Паскаль Киньяр - Вилла «Амалия»
Ее тело затрепетало, взбудораженное бессонницей, бодрствованием среди ночи.
Она накинула белый гостиничный халат. Раздвинула стеклянные двери, вышла на лоджию над морем.
Было два часа ночи, потом три часа.
Внезапно на другом конце бухты забрезжила тоненькая полоска света. Над Сорренто вставало солнце. Это начало дня было потрясающе красиво. Все утро, до полудня, она шагала по дорожкам острова.
А в полдень позвонила Жоржу:
– Все великолепно. Я сейчас на Искье, возле Неаполя.
– А я-то думал, ты в Загоре. Так и представлял тебя за рулем вездехода где-нибудь в Тассилин-Аджере.
– Ну, кроме воздеходов есть еще и самолеты.
– Искья… никогда не слышал.
– Жорж, я теперь счастлива.
– Господи боже! Только не говори мне, что ты счастлива!
– Да, я счастлива.
– Терпеть не могу людей, которые утверждают, что они счастливы.
– Почему?
– Они лгут.

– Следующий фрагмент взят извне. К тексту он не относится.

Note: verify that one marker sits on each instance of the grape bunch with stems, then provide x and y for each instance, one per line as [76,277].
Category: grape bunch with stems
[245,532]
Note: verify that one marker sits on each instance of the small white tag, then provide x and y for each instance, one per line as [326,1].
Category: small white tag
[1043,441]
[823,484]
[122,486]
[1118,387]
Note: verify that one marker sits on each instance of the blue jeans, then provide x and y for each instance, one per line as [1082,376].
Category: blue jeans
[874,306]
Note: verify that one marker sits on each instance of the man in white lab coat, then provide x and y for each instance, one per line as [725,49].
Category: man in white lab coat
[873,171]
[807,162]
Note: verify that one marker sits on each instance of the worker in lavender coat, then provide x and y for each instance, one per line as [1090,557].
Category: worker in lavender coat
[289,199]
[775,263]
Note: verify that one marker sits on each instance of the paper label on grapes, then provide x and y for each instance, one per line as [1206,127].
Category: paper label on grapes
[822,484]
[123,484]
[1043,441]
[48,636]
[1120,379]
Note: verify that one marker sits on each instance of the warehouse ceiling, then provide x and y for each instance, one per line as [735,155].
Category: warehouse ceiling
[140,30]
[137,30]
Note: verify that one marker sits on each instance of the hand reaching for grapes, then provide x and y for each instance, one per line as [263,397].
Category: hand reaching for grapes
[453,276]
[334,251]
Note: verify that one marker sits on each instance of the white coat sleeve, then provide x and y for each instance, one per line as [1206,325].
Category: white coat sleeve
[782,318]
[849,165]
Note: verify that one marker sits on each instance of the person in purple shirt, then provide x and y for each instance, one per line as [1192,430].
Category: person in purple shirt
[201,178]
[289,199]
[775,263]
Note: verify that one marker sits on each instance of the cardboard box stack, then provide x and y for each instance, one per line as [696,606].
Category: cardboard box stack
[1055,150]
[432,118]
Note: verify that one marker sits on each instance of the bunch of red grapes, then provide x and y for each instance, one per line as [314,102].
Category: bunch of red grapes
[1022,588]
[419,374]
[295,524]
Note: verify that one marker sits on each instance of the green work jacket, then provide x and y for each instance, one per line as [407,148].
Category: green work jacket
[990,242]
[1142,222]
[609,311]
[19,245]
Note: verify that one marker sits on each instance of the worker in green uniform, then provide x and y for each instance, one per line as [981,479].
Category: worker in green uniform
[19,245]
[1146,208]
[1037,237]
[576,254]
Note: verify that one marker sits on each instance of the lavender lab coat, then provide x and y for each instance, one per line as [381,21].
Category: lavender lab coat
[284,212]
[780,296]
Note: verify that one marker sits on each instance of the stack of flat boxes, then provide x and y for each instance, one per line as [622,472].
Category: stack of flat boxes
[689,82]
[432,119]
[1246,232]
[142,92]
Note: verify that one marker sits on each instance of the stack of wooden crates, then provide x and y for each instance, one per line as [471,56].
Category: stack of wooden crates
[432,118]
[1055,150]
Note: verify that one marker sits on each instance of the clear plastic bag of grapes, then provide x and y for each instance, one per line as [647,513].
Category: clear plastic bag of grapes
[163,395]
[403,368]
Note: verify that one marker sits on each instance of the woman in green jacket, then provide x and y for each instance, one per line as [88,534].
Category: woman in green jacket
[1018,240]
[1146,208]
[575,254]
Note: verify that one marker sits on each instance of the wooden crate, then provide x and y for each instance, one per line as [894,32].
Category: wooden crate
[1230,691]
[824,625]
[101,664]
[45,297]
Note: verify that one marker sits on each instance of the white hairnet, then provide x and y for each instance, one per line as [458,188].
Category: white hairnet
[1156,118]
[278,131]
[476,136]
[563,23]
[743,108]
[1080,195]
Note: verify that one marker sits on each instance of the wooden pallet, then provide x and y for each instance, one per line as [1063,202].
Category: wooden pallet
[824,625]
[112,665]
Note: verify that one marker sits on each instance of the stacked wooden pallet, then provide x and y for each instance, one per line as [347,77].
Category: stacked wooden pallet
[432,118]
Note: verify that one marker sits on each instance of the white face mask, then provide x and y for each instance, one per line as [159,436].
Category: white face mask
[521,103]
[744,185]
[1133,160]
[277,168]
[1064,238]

И это меня пугает.
– А мне наплевать, что тебя это пугает. Я-то не лгу. Я действительно счастлива. Счастлива на этом моем острове.
– Ага, значит, Искья – это остров?
– Да.
И она рассказала ему, где находится, что это за место. Что это за зверь такой – ее остров, независимый и непредсказуемый. Что она открыла для себя в здешней начинавшейся весне. Жорж слушал ее, не понимая. И вдруг прервал:
– Знаешь, у меня нашелся покупатель на мамочкин дом в Шуази.
– Жорж, я стучу по дереву, пусть все будет хорошо.
– Очень мило с твоей стороны. Я прямо извелся от всего этого. А человек, кажется, приличный. Он не станет оскорблять память моей мамочки, которая еще живет в этих стенах.
– Да ты просто свихнулся!
– Это ты свихнулась, если уверяешь, что счастлива.
– Но это правда.
– И по мне, я вижу, ты совсем не скучаешь.
– И это тоже правда, но, как только сможешь, приезжай. Вот продашь дом и сразу приезжай сюда отдохнуть. Ты увидишь, здесь чудесно. Я тут всюду чувствую себя как дома. Эти тропинки и улочки, эти крутые лестницы, ведущие к крошечным площадям, три малюсеньких вулкана, леса, обрывистые скалы, облака – все мне стало родным. Я освоилась с ними в первую же минуту. И люди тут прекрасные. Ни одного француза. Одни только неаполитанцы да русские.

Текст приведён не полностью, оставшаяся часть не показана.